Suara.com - Populasi gajah sumatra makin menipis di Aceh. Kematian tak terbendung meski nasibnya berisiko tinggi menuju punah.
TIBA di Dusun Emplasemen, Desa Julok Rayeuk Selatan, Indra Makmur, Aceh Timur, Aceh, Inspektur Satu Muhammad Alfata menemukan satwa liar bertubuh besar itu tumbang menyentuh tanah pada Jumat (31/1/2025) sore.
“Diduga kuat sudah tidak sanggup berdiri karena sakit,” kata Kepala Kepolisian Sektor Indra Makmur itu, Senin (3/2/2025).
Hari itu, Alfata memutuskan ke Dusun Emplasemen, Desa Julok Rayeuk Selatan tak lama setelah mendengar kabar dari masyarakat bahwa seekor gajah mendekati permukiman. Satwa lindung tersebut tampak kurus dan sakit, belakangan nasibnya berujung maut.
"Pukul 17.40 WIB, gajah jenis betina yang berumur lebih kurang 6,5 tahun itu mati," kata Alfata.
Bangkainya dikubur di area perkebunan sawit PTPN III Kebun Julok Rayeuk Selatan.
Menurut Alfata, gajah yang sama semula ditemukan warga Desa Seuneubok Bayu, Indra Makmur, pada saat memasuki area perkebunan. Ia terlihat menderita karena ada penyakit di bagian mulut.

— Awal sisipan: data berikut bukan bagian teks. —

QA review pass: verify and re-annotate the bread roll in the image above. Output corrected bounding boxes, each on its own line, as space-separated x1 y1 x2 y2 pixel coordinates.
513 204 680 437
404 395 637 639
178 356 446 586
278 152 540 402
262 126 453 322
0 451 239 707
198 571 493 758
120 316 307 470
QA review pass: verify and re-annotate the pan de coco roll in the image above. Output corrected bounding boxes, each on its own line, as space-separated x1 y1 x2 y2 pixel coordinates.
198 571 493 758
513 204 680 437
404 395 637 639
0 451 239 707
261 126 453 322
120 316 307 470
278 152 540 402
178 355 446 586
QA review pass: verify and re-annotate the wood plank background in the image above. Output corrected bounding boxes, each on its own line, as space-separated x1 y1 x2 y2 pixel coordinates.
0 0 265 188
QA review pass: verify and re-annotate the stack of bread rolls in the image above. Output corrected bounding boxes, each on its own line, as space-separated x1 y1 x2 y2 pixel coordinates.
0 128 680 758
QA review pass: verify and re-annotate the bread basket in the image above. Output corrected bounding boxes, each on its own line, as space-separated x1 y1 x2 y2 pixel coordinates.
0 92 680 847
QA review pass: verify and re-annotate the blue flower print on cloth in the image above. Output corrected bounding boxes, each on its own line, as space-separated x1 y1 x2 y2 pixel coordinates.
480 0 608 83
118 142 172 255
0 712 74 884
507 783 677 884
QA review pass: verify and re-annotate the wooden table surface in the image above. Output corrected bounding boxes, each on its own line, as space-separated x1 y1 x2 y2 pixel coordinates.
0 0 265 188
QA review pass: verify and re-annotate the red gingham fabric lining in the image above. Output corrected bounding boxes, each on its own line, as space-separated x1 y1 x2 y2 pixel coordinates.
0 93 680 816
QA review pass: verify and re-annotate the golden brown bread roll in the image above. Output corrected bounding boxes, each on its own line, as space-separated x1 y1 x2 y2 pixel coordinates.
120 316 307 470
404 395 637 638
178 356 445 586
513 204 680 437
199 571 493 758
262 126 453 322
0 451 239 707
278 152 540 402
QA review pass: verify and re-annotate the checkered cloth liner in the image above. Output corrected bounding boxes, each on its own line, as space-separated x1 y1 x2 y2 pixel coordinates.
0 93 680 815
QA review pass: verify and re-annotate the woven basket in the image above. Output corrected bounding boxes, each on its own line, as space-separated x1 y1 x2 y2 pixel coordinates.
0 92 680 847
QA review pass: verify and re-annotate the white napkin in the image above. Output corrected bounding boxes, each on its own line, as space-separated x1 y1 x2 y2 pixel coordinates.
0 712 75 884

Balai Konservasi Sumber Daya Alam (BKSDA) Aceh mengobati gajah tersebut dengan menginfus dan memberikan vitamin.
"Karena mulai ada perubahan maka gajah tersebut dibiarkan lepas kembali ke habitatnya,” kata Alfata.
Namun malang, kondisinya kembali memburuk hingga tak bisa terselamatkan.
Dugaan Keracunan
Kepala BKSDA Aceh Ujang Wisnu Barata menyebut, keberadaan gajah itu telah diketahui sejak Selasa (21/1/2025) di Desa Seuneubok Bayu. Timnya kemudian mengecek kondisinya dan memberikan bantuan medis pada Rabu, keesokan harinya.
“Dari hasil pemeriksaan teridentifikasi gajah liar berjenis kelamin betina, berumur kurang lebih 7-8 tahun dan berat badan sekitar 1 ton,” kata Ujang kepada Suara.com, Senin (3/2/2025).
Dari hasil pemeriksaan fisik gajah tersebut, tim medis menemukan kondisi mulut dan lidahnya mengalami infeksi hingga berwarna merah dan bernanah serta feses berwarna hitam dan berukuran kecil.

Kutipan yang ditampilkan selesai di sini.